Crews are also taking advantage of the traffic breaks to complete maintenance and other freeway work around the state.
“But Alemany is by far the big daddy in the state,” Ney said. “Moving that project forward is the most important thing we can do.”
Officials with the Metropolitan Transportation Commission say they’re working with Caltrans and speeding construction on a project to improve the Bay Bridge metering lights, improve access to the Richmond-San Rafael Bridge and advance work on the Interstate 680 southbound express lanes.
BART is now replacing 500 feet of rail each night, which is five times more than before hours changed. The agency also has started work on electrical cable replacement in San Francisco, advanced work on the 19th Street and El Cerrito Del Norte stations modernization projects, and begun work to protect the Transbay Tube against corrosion.
“The addition of just a few hours a night of wrench time is having a dramatic impact on infrastructure replacement projects,” said BART spokesman Jim Allison.
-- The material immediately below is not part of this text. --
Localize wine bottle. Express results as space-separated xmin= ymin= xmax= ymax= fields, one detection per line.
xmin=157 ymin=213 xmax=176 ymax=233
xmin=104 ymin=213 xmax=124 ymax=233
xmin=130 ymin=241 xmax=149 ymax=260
However, it’s not possible to ramp up every project by simply sliding the schedule ahead a few months on the calendar. Contractors across the region may already be working on other jobs or have difficulty assembling the needed number of workers, especially with school and day care closures. Or contractors might be unable to obtain the concrete, steel, and other materials and equipment required for the project.
“Just because it makes sense to move a project forward doesn’t mean it can be,” Ney said.
It’s unclear if the shutdown has benefited major projects in the heart of San Francisco, such as the Van Ness Improvement Project and the Central Subway Project.
Erica Kato, a spokeswoman with the San Francisco Municipal Transportation Agency, said “work has been productive during the emergency,” but she did not offer details.
“Some teams are able to allocate more resources, and traffic has been light allowing us to expand some work areas,” she said.